I still have a great deal of affection for my Freelander, but I'm giving up. I can't keep throwing money at a vehicle that was so poorly designed that its lifespan is half that of comparable vehicles. I can't keep paying for a vehicle that doesn't serve the fundamental needs of a vehicle, transporting me from point A to point B. And, I can't keep missing out on life because of transportation issues.
I learn lessons from every vehicle I own. My Land Rover Discovery taught me to recognize trouble spots when purchasing a high-mileage vehicle. My Crown Victoria taught me that a car needs to be enjoyable on its own merits, not based on psychological/societal associations, and it taught me the difference between car love and car lust. This Freelander taught me a great deal of things, probably more lessons than any previous vehicle. It taught me that I am not a mechanic; I can perform some tasks and some diagnostics on my own, but I'm dependant upon others to do the dirty work, and therefore, a vehicle that can't be worked on by most mechanics probably isn't a good choice. It taught me that love for a car doesn't make it a good car, and love for a bad car can be extraordinarily expensive. And, it taught me to never, ever buy a car without examining it for myself first.
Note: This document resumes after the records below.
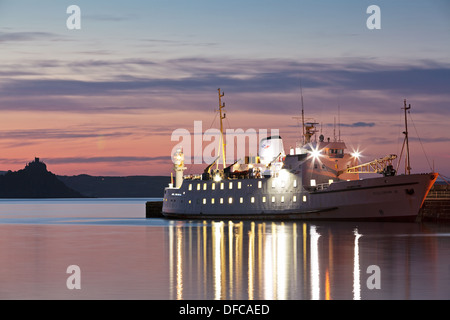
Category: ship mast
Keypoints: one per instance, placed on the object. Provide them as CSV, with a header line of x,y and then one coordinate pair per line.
x,y
222,141
407,164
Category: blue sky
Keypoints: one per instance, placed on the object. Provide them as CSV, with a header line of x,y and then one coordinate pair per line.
x,y
141,69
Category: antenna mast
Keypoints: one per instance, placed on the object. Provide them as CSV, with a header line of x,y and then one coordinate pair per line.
x,y
222,141
408,164
303,113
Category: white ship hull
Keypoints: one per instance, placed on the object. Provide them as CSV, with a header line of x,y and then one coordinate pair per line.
x,y
382,198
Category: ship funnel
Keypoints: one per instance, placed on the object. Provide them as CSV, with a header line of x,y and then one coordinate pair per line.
x,y
271,148
178,166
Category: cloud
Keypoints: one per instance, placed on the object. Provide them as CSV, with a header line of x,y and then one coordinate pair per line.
x,y
264,85
111,159
358,124
59,134
26,36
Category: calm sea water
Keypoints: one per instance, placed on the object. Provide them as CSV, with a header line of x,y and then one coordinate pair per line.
x,y
122,255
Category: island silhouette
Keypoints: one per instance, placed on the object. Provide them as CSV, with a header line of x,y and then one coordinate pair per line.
x,y
35,181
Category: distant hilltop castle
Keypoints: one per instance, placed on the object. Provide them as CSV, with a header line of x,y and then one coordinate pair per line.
x,y
36,165
34,181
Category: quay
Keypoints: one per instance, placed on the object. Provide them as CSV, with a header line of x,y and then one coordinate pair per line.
x,y
435,208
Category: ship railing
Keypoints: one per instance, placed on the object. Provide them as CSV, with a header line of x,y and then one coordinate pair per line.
x,y
322,186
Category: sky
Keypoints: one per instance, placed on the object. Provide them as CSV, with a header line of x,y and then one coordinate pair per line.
x,y
106,98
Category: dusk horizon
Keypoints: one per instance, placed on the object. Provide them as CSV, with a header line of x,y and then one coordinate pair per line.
x,y
104,99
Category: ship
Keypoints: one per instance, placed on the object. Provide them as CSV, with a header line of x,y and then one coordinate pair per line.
x,y
319,179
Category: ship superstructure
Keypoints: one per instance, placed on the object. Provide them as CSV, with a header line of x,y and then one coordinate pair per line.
x,y
318,179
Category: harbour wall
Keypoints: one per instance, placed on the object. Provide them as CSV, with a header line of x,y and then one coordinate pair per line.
x,y
435,208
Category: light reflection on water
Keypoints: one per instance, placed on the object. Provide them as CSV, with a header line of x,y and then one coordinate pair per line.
x,y
296,260
123,255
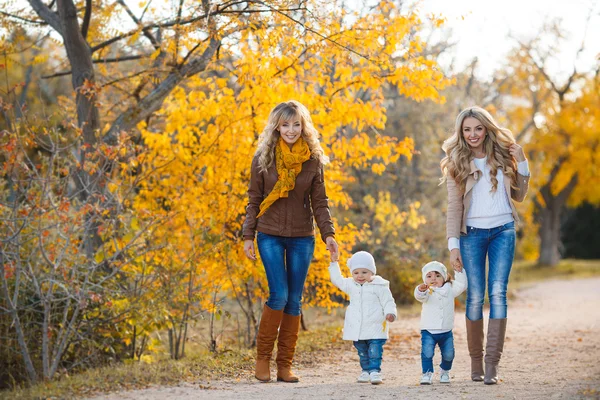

With these lessons in mind, I have a short list of candidates for my next vehicle, and I'm already in the process of arranging purchase of my first choice. We'll see how things play out. As for my Freelander, it pains me to see a car I love go into the hands of someone who won't love it as much as I do, but I'm done with this chapter of car ownership, and I can accept sending it into the trade-in auction system. I'll even eat the entirety of the current loan, rolled into a new one, if I can be rid of the Freelander and not have to put another dollar into that toxic money-sink.